The Katipunan ng Kamalayang Kayumanggi (KKK) is running Faisal Mangondato for president and Carlos Serapio for vice president, with a well-articulated program of government. Mangondato, a Muslim leader from Mindanao, ran for senator in 2019, and obtained a few million votes. Serapio is a lawyer who used to head the consultants’ pool under Executive Secretary Paquio Ochoa during the administration of B.S. Aquino 3rd.
Former education undersecretary Antonio “Butch” Valdes is running for president with Bienvenido Lorque for vice president under the Katipunan ng Demokratikong Pilipino (KDR), with a well-defined program of government. Valdes is identified with many patriotic causes, and for many years was associated in the Philippines with the worldwide Lyndon La Rouche Movement.
The Philippine Green Republican Party (PGRP) first appeared in 2007. It fielded senatorial candidates that year, and a presidential candidate in 2010, but the Commission on Elections declared them “nuisance candidates.” For 2022, the party is running Laurencio “Jun” Yulaga for president and Alexander Lague for vice president. Will they be allowed to participate?
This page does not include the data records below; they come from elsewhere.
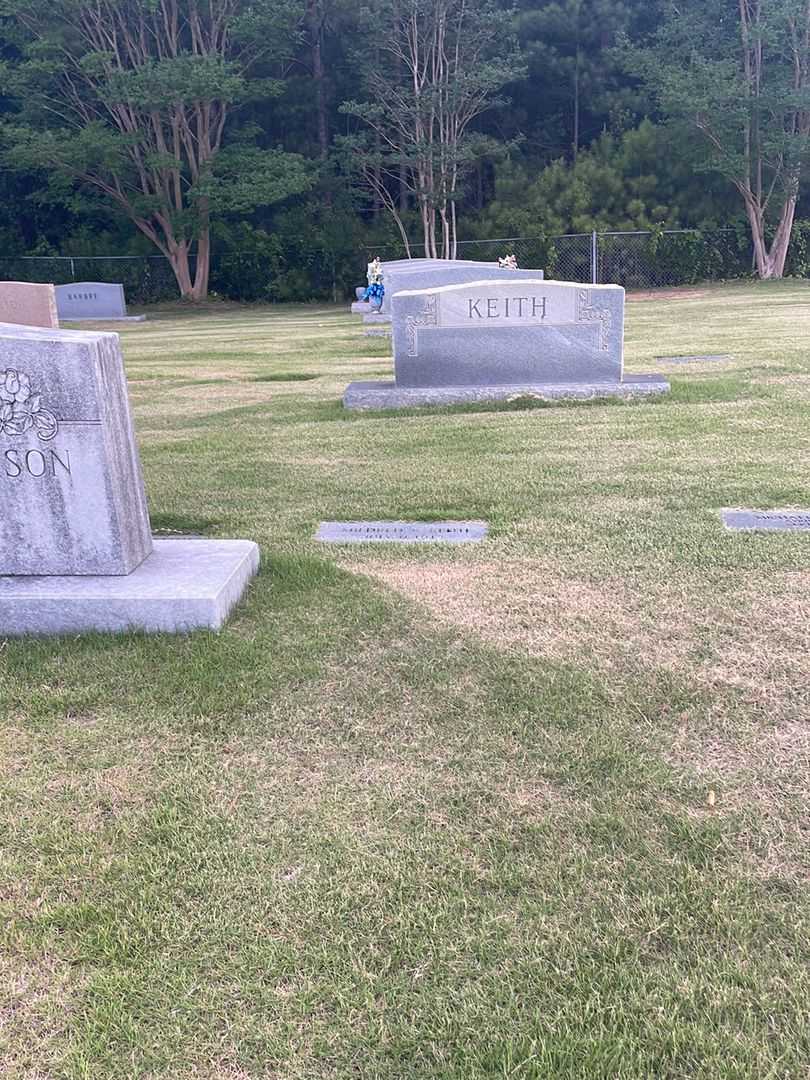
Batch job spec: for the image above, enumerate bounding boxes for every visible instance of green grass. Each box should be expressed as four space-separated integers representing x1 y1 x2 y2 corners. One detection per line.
0 283 810 1080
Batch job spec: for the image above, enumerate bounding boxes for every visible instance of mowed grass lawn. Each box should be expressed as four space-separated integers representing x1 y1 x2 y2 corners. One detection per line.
0 283 810 1080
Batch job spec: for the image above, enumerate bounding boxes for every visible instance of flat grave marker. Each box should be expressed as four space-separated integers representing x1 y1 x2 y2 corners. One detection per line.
721 510 810 532
315 522 489 543
656 353 734 364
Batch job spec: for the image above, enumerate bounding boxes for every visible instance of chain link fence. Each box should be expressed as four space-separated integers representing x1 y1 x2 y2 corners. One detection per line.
365 229 752 289
0 229 760 305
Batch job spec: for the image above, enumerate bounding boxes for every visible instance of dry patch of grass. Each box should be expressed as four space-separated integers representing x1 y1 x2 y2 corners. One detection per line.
626 288 708 300
347 559 810 712
0 956 81 1080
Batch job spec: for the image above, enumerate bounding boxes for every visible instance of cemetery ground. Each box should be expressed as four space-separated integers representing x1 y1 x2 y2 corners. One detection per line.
0 283 810 1080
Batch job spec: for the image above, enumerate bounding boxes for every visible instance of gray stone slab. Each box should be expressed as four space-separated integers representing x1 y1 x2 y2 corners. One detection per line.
65 315 146 323
656 353 733 364
343 375 670 409
0 325 152 575
392 270 624 388
0 281 59 327
381 259 543 314
723 510 810 532
0 539 259 637
315 522 489 543
55 281 126 322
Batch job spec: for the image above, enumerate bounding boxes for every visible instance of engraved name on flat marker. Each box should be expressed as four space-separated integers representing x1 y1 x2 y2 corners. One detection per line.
315 522 489 543
723 510 810 532
656 352 733 364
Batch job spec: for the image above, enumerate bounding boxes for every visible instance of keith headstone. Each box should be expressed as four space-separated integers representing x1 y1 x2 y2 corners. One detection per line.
0 281 59 327
345 270 670 408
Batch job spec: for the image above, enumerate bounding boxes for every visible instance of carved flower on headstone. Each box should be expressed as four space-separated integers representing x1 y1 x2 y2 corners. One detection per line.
0 367 59 440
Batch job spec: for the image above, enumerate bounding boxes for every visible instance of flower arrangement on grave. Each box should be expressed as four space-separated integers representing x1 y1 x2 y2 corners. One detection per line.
0 367 58 440
363 258 386 308
498 255 517 270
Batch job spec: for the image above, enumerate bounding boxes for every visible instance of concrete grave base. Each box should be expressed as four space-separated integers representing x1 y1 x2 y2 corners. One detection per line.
343 375 670 409
64 315 146 323
0 539 259 637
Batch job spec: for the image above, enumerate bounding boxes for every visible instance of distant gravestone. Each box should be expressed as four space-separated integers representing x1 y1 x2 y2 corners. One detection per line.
723 510 810 532
0 281 59 327
345 271 670 408
315 522 489 543
0 324 258 636
56 281 146 323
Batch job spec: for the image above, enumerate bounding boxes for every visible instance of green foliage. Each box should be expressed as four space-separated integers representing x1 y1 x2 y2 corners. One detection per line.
475 120 743 237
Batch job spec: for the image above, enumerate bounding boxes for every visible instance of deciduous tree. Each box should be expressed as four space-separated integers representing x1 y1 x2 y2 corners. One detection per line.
0 0 310 300
629 0 810 278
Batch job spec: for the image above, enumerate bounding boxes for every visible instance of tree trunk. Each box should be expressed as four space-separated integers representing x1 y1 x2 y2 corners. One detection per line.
168 240 193 300
191 226 211 300
745 194 797 281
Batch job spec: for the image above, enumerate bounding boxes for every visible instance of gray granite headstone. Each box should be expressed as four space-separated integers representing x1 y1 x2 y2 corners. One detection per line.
0 325 152 575
56 281 145 322
392 271 624 387
343 270 670 409
723 510 810 532
0 324 259 637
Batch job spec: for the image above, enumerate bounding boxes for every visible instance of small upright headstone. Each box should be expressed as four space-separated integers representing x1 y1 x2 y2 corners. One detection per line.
343 270 670 408
0 324 258 636
56 281 146 323
0 281 59 327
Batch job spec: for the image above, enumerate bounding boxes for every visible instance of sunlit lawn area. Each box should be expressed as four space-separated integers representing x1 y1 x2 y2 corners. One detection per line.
0 283 810 1080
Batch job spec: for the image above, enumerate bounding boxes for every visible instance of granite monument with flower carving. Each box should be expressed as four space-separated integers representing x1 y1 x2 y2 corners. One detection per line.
0 324 258 635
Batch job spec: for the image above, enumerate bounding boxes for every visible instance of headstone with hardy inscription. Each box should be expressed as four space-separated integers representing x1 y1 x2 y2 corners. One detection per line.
0 324 258 636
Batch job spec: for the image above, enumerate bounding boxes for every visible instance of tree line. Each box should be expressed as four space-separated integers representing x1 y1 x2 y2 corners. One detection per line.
0 0 810 300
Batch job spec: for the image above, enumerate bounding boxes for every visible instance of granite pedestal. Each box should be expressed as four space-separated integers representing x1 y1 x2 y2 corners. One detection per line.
0 539 259 637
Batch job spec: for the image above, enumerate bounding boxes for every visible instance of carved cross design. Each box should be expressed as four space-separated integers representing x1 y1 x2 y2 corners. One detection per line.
577 288 612 352
405 296 438 356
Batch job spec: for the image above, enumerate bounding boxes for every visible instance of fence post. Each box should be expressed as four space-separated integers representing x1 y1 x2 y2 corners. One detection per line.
591 229 599 285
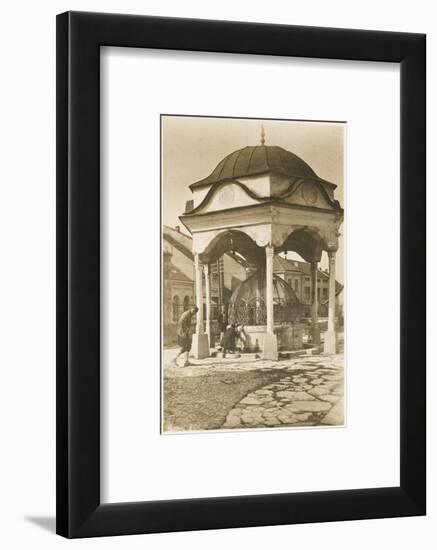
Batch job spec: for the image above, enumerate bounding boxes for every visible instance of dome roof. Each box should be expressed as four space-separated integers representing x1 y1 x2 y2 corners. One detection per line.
229 268 302 325
190 145 333 189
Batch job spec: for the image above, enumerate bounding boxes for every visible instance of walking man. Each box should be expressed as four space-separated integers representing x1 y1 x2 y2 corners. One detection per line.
171 306 199 367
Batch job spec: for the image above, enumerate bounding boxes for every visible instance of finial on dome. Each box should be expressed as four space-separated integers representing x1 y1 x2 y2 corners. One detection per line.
261 125 266 145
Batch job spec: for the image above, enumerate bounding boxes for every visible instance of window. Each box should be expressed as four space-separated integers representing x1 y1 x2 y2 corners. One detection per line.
173 295 180 323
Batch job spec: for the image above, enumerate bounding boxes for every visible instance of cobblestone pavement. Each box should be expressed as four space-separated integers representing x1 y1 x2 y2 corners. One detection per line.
164 354 344 431
222 356 344 429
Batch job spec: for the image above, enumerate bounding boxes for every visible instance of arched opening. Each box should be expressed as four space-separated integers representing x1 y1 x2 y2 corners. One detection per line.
200 230 264 267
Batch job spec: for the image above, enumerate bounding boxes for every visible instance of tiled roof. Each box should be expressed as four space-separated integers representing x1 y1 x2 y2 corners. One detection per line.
190 145 333 189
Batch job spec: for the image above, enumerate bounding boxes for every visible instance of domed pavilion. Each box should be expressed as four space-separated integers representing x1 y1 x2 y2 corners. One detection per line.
180 132 343 359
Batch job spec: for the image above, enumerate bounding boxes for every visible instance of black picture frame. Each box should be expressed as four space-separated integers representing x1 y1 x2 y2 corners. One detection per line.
57 12 426 538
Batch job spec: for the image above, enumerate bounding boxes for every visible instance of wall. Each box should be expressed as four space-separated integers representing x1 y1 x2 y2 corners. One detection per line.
0 0 437 550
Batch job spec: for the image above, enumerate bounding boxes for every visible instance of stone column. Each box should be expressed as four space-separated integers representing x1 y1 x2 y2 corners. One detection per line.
324 250 337 354
263 245 278 361
311 262 320 346
191 254 209 359
203 264 211 346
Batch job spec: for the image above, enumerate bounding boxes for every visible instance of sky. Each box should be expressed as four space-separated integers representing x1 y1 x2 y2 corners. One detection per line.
161 115 346 282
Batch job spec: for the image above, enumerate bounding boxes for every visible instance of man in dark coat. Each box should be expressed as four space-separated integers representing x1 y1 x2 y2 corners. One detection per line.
220 324 237 359
171 306 199 367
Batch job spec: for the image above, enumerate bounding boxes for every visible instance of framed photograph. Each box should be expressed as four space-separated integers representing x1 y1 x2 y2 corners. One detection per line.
57 12 426 538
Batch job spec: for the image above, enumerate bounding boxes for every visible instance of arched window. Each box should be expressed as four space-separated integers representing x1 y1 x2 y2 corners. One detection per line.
173 295 179 323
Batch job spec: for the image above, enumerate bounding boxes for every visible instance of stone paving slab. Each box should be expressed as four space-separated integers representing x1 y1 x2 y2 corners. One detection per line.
163 354 344 431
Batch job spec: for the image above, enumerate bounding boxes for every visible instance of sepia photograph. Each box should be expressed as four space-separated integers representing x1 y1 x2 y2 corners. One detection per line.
161 114 346 434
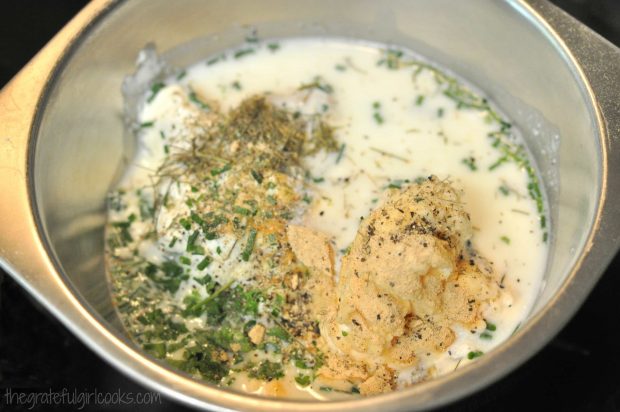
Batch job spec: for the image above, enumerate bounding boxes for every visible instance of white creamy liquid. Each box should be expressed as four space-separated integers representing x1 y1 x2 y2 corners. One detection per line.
115 39 547 398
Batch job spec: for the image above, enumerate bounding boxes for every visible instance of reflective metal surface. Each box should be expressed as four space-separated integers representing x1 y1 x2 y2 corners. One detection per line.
0 0 620 411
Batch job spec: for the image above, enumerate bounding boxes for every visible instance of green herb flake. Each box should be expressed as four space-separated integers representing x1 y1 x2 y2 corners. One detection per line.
241 228 257 262
250 170 264 185
267 326 290 341
467 350 484 360
233 205 252 216
461 157 478 172
146 82 166 103
196 256 213 270
336 143 347 164
248 360 284 381
295 375 312 387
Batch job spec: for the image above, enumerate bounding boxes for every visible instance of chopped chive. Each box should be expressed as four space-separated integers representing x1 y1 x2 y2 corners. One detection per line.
241 228 256 262
185 230 200 252
336 143 347 164
250 170 263 185
179 218 192 230
196 256 213 270
233 205 252 216
295 375 312 387
146 82 166 103
467 350 484 360
461 157 478 172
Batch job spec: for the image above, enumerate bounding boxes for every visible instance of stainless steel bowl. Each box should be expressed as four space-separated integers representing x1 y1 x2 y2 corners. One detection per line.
0 0 620 411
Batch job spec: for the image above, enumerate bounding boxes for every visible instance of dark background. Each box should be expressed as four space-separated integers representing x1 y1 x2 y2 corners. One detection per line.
0 0 620 412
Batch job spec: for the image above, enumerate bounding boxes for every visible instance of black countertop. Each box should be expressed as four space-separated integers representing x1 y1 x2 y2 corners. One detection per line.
0 0 620 412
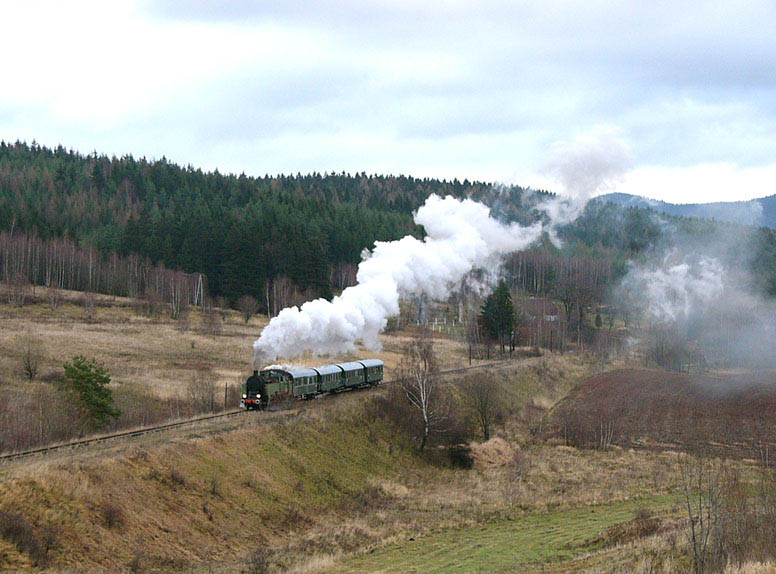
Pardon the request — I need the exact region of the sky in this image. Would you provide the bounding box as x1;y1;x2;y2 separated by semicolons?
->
0;0;776;203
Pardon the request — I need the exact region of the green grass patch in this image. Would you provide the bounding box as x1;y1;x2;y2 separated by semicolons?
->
341;496;677;573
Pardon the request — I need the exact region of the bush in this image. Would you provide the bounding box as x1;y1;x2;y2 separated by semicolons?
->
246;546;272;574
0;510;56;568
59;355;121;430
19;333;43;382
100;500;124;529
447;444;474;470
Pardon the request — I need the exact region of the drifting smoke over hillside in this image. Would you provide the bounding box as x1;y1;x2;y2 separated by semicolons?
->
620;234;776;368
537;128;631;243
622;254;724;323
253;195;542;365
253;130;628;365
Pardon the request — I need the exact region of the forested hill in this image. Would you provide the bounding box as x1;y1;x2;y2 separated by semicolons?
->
598;193;776;229
0;142;532;301
0;142;776;303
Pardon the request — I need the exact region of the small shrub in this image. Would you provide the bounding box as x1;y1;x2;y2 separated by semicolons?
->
19;333;43;382
100;501;125;529
170;468;186;486
0;510;57;568
246;546;272;574
447;444;474;469
59;355;121;429
209;476;221;496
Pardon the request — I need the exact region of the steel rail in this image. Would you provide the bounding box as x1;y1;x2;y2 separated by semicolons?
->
0;359;512;461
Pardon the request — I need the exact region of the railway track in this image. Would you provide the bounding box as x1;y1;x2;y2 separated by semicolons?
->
0;359;512;462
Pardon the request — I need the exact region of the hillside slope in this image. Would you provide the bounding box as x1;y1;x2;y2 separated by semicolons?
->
597;193;776;229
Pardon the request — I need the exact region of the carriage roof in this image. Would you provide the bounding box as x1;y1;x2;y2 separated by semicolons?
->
262;368;318;379
335;361;364;372
313;365;342;375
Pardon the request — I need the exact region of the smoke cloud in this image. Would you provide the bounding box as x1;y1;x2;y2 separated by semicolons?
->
622;254;725;323
253;195;542;365
537;128;631;243
619;227;776;369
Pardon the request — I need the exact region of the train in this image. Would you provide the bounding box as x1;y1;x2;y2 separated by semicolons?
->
240;359;385;411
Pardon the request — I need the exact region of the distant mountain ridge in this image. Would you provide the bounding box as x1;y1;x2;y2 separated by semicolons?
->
596;193;776;229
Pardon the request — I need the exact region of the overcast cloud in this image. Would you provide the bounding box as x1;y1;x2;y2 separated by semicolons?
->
0;0;776;202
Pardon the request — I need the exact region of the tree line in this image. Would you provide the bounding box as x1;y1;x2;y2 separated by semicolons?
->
6;142;776;314
0;231;208;310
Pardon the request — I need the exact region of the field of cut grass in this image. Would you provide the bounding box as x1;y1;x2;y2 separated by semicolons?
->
337;496;677;573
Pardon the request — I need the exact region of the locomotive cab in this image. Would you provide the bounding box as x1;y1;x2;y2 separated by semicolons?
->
240;371;267;411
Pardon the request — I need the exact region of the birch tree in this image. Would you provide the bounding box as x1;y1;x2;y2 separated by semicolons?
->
399;331;443;452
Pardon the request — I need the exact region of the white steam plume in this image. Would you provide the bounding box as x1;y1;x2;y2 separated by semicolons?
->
621;252;725;323
253;195;542;365
537;128;631;243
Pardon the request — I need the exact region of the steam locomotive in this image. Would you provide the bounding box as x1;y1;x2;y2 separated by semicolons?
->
240;359;385;410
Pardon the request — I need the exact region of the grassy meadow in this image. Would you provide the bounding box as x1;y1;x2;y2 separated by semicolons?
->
0;294;773;573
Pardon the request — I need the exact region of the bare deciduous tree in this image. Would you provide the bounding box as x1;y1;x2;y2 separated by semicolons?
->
461;374;501;440
237;294;259;323
8;273;30;307
399;330;443;451
19;333;43;382
501;450;529;508
187;365;217;412
202;307;222;335
678;447;725;574
81;291;97;322
46;285;62;311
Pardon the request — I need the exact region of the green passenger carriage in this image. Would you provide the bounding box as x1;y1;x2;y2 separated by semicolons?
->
240;359;384;410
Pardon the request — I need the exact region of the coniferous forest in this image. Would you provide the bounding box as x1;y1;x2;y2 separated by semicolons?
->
0;142;776;305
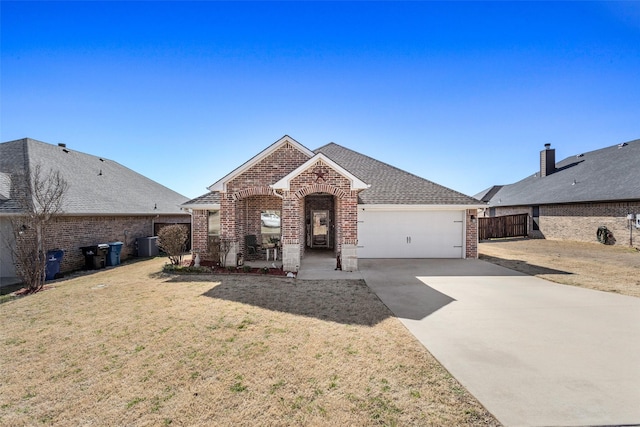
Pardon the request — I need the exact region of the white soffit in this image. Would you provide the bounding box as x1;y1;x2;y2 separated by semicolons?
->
271;153;371;191
358;204;487;211
207;135;315;192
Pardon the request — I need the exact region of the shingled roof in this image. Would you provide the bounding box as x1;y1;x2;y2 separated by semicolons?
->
0;138;187;215
315;142;481;206
182;191;220;209
475;139;640;206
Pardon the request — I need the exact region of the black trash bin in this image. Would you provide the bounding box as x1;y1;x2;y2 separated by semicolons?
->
45;249;64;280
107;242;124;266
80;243;109;270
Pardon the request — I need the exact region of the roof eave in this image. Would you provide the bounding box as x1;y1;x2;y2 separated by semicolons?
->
358;203;487;211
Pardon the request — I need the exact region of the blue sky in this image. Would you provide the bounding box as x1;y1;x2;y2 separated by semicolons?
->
0;1;640;197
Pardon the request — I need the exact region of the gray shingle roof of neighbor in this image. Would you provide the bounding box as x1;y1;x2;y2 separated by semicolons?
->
315;142;482;206
476;139;640;206
0;138;187;215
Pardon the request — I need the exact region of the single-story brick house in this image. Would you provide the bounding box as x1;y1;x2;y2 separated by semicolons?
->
0;138;191;278
474;140;640;247
182;135;484;271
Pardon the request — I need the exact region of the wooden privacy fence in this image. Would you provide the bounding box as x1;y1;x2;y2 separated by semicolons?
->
478;214;529;240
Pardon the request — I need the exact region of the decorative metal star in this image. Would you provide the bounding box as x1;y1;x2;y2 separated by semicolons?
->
313;167;327;182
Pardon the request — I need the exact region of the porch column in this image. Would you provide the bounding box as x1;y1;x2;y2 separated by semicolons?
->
191;209;209;255
338;191;358;271
220;193;238;267
281;191;301;271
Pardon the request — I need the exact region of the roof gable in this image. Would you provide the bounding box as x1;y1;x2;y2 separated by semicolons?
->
489;139;640;206
207;135;315;191
271;153;370;191
315;142;484;207
0;138;187;215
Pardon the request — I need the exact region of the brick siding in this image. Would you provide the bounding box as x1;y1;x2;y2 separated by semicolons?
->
465;209;478;258
496;202;640;247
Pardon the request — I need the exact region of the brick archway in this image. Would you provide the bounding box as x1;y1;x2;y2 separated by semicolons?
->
294;184;347;199
231;185;282;202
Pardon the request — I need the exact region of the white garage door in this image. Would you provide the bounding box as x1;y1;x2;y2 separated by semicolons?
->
358;208;464;258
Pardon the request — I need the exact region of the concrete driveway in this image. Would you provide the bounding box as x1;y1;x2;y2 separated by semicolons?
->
359;259;640;426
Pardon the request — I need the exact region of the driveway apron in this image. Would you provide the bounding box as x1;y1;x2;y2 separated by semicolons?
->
359;259;640;426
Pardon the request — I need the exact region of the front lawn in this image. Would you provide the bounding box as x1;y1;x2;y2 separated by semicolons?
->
0;259;498;426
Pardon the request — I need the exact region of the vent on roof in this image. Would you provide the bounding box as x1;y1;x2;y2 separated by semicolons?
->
540;144;556;177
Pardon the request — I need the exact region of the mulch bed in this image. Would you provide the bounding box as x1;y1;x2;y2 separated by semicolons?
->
182;260;287;276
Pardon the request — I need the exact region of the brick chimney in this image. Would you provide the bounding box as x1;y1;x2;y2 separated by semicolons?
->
540;144;556;177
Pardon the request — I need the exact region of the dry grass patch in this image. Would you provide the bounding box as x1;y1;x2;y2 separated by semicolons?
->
479;239;640;297
0;259;498;426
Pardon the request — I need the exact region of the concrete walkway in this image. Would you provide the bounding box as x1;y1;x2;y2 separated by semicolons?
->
359;260;640;426
298;249;362;280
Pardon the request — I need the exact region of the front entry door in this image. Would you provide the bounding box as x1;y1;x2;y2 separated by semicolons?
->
311;211;330;248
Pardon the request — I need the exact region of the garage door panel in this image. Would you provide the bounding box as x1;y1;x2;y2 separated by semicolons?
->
358;211;464;258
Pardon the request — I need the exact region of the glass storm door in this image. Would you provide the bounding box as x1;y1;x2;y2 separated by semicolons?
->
311;211;329;248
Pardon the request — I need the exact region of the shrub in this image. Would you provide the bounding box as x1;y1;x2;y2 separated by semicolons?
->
158;224;189;265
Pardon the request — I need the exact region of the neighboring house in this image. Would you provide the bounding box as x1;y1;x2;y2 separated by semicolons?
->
182;135;484;271
475;140;640;246
0;138;191;277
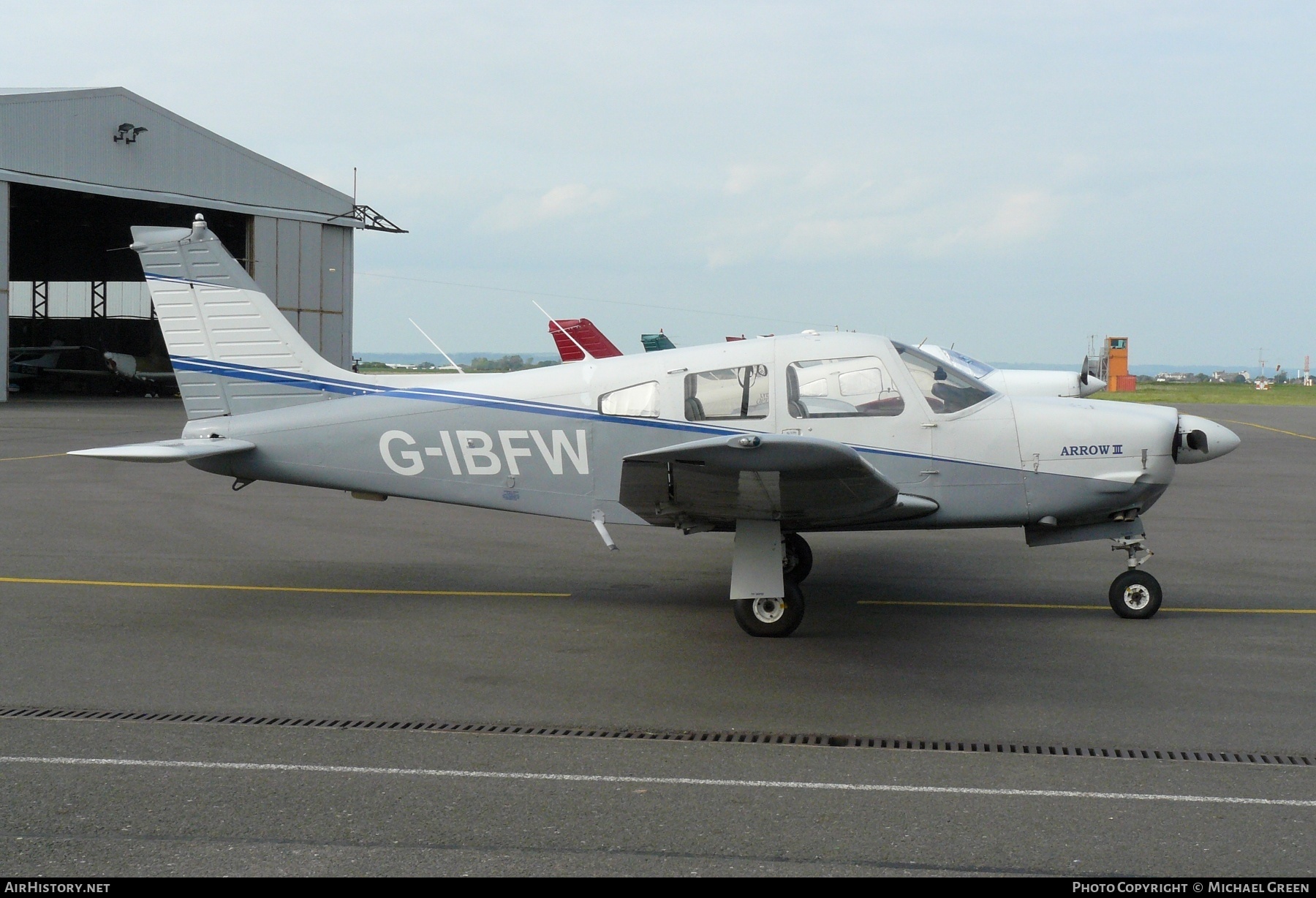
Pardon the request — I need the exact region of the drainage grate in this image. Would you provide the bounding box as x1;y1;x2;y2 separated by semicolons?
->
0;707;1316;766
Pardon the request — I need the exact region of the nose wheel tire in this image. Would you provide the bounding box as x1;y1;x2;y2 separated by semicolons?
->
782;533;813;584
1111;570;1161;620
732;579;804;637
The list is much longer than this. But the more worthwhile programs of government are identified with the least known parties and personalities, not with the best known of the lot.
This tends to suggest that the May 9, 2022 elections will be waged as a personality or beauty contest, without any serious discussion of how the nation is to be governed, and systemic corruption stamped out. The Filipino voter cannot predict anything after June 30, 2022. And the president-elect who had promised to institute radical change will realize that his powers, under the Constitution, are far too limited to allow such change.
This needs a more elaborate and incisive discussion, but we have not the time or space for it. To cut to the chase, I must say we need a constitutional convention to work on a shift to parliamentary government much more than we need the May elections. However, having boxed ourselves into the scheduled elections, with a failure of elections as our only possible way out, it is too late to think of rearranging the process. But we can perhaps piggyback a referendum on the election and ask the electorate whether or not they approve of a change to parliamentary government. If they do, the new government elected in May 2022 will then be mandated to put together all the necessary structures of the parliamentary government.
This idea is of course subject to further refinement. But for me this is one way of making sure the dangerous tide of political madness sweeping our shores today does not end up sinking all boats.